Friday, January 30th, 2009Al Gore, everybody with the web knows, is the prophet of Global Warming, and somebody we respect immensely, even if he’s a little stiff and prone to bizzare body swings. The following is a hilarious and interesting column that hearkens back to L.A.’s smog wars. We didn’t have the Goracle as a knowledge, if celebrity personality. We had starchy engineers, the swarthy, perpetually angry Ralph Nader, the bespectacled populist Kenneth Hahn and a battalion of citizen activists who’d eventually carve the shoreline of the today’s environmental movement. If that doesn’t make you buy Smogtown: The Lung-Burning History of Pollution in Los Angeles, just read the book and you may be rewarded with some paranormal power … like the ability to tolerate more bleak, distressing news than any organism should.

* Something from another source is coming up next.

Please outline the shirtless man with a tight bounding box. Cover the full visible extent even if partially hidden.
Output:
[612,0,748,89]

From the column by the Washington Post’s Dana Milbank:
“The lawmakers gazed in awe at the figure before them. The Goracle had seen the future, and he had come to tell them about it.
What the Goracle saw in the future was not good: temperature changes that “would bring a screeching halt to human civilization and threaten the fabric of life everywhere on the Earth — and this is within this century, if we don’t change.”

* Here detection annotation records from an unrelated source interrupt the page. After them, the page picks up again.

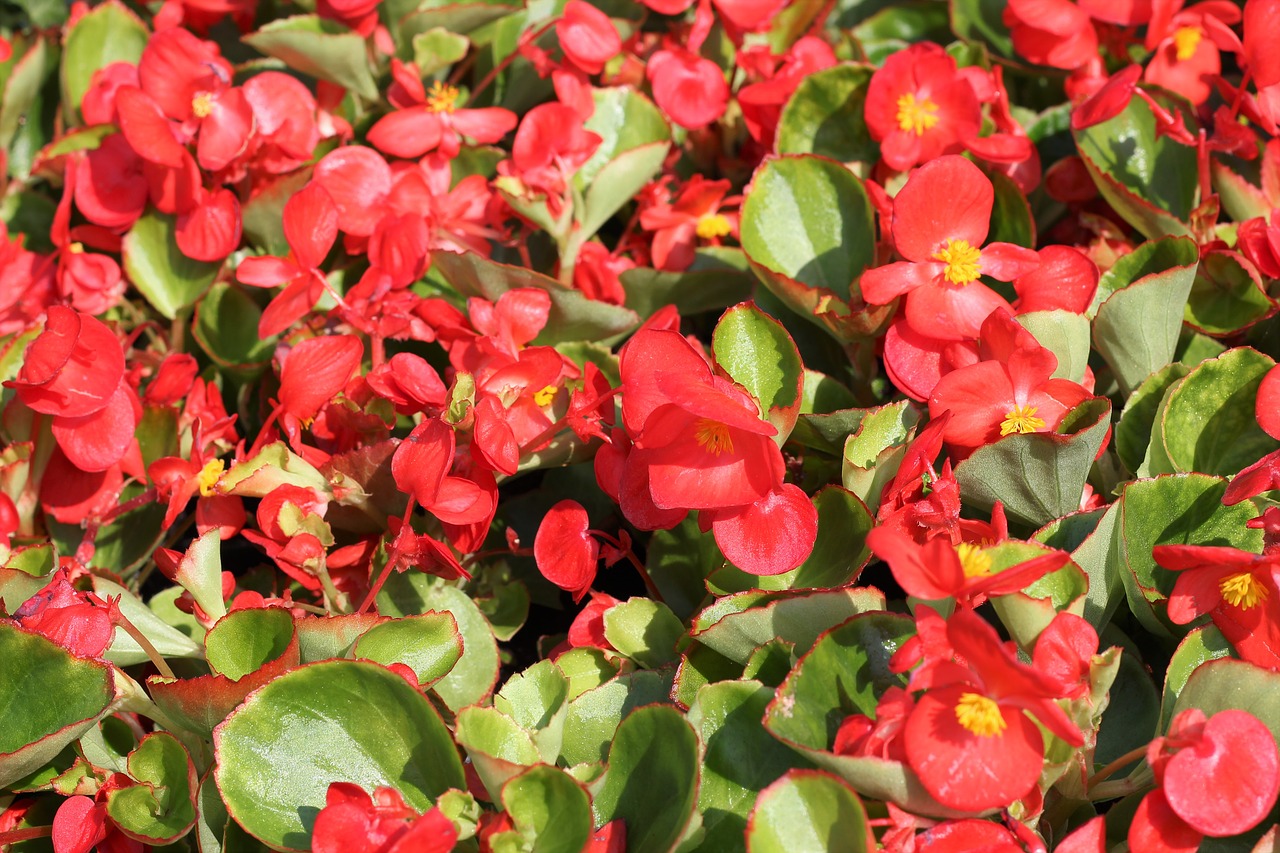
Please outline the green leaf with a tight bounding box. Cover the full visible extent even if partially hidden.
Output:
[1152,347,1280,476]
[593,704,701,853]
[120,210,221,320]
[352,613,462,689]
[433,252,640,345]
[1185,250,1275,336]
[1074,97,1198,239]
[502,766,591,853]
[777,65,879,163]
[1093,233,1198,393]
[690,587,884,665]
[214,661,466,850]
[746,770,874,853]
[205,607,293,681]
[0,621,115,788]
[689,681,809,849]
[378,571,500,711]
[106,731,196,844]
[241,15,378,100]
[604,598,685,669]
[712,302,804,446]
[61,0,148,124]
[956,397,1111,526]
[453,706,543,799]
[740,155,892,339]
[620,246,755,324]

The chairman of the Senate Foreign Relations Committee, John Kerry (D-Mass.), appealed to hear more of the Goracle’s premonitions. “Share with us, if you would, sort of the immediate vision that you see in this transformative process as we move to this new economy,” he beseeched.

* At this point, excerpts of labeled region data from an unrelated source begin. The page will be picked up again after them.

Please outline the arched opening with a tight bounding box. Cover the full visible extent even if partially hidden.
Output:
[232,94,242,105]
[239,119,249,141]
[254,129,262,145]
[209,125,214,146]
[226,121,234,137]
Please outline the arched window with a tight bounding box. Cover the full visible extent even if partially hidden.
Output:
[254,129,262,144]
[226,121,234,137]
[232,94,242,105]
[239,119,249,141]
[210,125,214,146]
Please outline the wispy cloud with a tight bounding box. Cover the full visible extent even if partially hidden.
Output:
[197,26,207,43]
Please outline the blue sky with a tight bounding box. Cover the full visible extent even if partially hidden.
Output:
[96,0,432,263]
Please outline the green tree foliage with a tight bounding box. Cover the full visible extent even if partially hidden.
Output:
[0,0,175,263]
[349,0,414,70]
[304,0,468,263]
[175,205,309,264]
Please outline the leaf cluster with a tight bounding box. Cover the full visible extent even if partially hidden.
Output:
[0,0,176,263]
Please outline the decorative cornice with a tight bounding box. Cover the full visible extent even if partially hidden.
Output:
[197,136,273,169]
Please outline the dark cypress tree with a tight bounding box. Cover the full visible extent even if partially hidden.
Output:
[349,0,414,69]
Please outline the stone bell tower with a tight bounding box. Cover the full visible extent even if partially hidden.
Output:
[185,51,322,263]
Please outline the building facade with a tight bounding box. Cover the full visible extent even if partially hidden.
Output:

“Geothermal energy,” the Goracle prophesied. “This has great potential; it is not very far off.”
Another lawmaker asked about the future of nuclear power. “I have grown skeptical about the degree to which it will expand,” the Goracle spoke.
A third asked the legislative future — and here the Goracle spoke in riddle. “The road to Copenhagen has three steps to it,” he said.
Sen. James Risch (R-Idaho) begged the Goracle to look further into the future. “What does your modeling tell you about how long we’re going to be around as a species?” he inquired.
The Goracle chuckled. “I don’t claim the expertise to answer a question like that, Senator.”
It was a jarring reminder that the Goracle is, indeed, mortal. Once Al Gore was a mere vice president, but now he is a Nobel laureate and climate-change prophet. He repeats phrases such as “unified national smart grid” the way he once did “no controlling legal authority” — and the ridicule has been replaced by worship, even by his political foes.
“Tennessee,” gushed Sen. Bob Corker, a Republican from Gore’s home state, “has a legacy of having people here in the Senate and in public service that have been of major consequence and contributed in a major way to the public debate, and you no doubt have helped build that legacy.” If that wasn’t quite enough, Corker added: “Very much enjoyed your sense of humor, too.”
Humor? From Al Gore? “I benefit from low expectations,” he replied.
The lawmakers gazed in awe at the figure before them. The Goracle had seen the future, and he had come to tell them about it.
What the Goracle saw in the future was not good: temperature changes that “would bring a screeching halt to human civilization and threaten the fabric of life everywhere on the Earth — and this is within this century, if we don’t change.”
The chairman of the Senate Foreign Relations Committee, John Kerry (D-Mass.), appealed to hear more of the Goracle’s premonitions. “Share with us, if you would, sort of the immediate vision that you see in this transformative process as we move to this new economy,” he beseeched.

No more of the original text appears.